The Dolev-Yao model is the primary abstraction used in the symbolic analysis of cryptographic protocols. In this model, cryptographic operations are abstracted as operators in a term algebra and rules in a formal derivation system on messages. Special properties of some cryptographic operations like XOR, homomorphic encryption etc. are modelled as equation (or rewrite) theories, called “intruder theories” in the literature. In this lecture, we introduce the example of XOR, study its equation theory and how it can be incorporated into the derivation system. We also study the verification problem for protocols that use XOR, and we study a further extension to the protocol model that communicates assertions as well as terms.

Joint work with R Ramanujam (Azim Premji University) and Vaishnavi Sundararajan (IIT Delhi).

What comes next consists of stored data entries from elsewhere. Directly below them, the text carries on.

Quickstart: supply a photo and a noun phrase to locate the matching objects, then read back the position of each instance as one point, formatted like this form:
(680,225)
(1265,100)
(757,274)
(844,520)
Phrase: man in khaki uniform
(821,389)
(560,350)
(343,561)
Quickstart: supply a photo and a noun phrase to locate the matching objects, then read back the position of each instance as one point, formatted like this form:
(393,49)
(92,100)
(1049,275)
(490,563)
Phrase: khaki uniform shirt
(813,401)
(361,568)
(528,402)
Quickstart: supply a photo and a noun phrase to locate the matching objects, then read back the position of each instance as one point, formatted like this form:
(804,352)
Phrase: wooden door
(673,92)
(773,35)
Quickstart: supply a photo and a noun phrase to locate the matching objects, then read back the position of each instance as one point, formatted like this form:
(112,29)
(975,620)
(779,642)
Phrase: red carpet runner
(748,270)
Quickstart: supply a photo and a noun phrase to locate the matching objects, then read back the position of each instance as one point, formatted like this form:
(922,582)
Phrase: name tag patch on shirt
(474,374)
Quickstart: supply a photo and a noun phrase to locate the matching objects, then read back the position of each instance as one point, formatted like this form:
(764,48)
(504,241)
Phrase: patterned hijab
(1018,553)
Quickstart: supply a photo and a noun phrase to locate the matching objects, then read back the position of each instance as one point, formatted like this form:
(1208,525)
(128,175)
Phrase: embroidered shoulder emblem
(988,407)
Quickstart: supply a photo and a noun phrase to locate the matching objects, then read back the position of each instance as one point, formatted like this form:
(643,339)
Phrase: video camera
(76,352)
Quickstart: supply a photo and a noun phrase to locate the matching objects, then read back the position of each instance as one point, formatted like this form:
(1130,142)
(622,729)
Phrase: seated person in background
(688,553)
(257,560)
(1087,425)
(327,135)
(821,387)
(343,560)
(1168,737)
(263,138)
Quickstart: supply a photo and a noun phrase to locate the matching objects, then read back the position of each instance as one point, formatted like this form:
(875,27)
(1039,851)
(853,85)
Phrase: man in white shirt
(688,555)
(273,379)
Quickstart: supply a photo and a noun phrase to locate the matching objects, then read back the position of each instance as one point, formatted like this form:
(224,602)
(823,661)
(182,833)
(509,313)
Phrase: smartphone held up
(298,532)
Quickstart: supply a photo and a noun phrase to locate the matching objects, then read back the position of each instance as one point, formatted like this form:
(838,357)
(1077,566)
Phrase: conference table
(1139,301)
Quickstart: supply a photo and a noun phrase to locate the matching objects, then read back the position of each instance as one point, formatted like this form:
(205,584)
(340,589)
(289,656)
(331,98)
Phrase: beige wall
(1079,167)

Incorrectness Proofs with Underapproximation Invariants

Gourav Takhar

Incorrectness logic provides a theoretical framework to reason about program faults. While incorrectness logic has been immensely successful at explaining bug-finding tools, automating incorrectness logic, especially its backwards variant rule has remained challenging. The tools based on incorrectness logic, instead, analyze bounded models of program using a loop unrolling rule that unrolls loops to finite bounds. While such analysis via loop unrolling is quite effective for shallow bugs, discovering deep bugs remains a challenge. In this work, we propose a new proof system, I3, that, instead of requiring backwards variants, allows partial incorrectness proofs with a new kind of invariant, the underapproximation invariant. Unlike regular invariants that must hold on all program traces, underapproximation invariants are required to hold only on a subset of traces. We also show that, under certain sufficient conditions, a partial incorrectness proof does guarantee total incorrectness. Given the success of invariant inference in automating partial correctness proofs with Floyd-Hoare logic, we believe that I3 should also be easier to automate. We implement our proof system within a prover, I3Prove, that is able to automatically infer suitable underapproximation invariants en route to incorrectness proofs. We compare I3Prove against leading bug-finding tools from the SV-COMP23 competition, viz. UAutomizer, CPAChecker, and Veriabs. We also compare it with a recent proposal, Banal, that uses abstract interpretation to reason about incorrectness claims. On our benchmark suite of 106 incorrect programs, I3Prove is able to prove the incorrectness claims in 97 programs, while the best of the baseline tools is only able to solve 69 instances.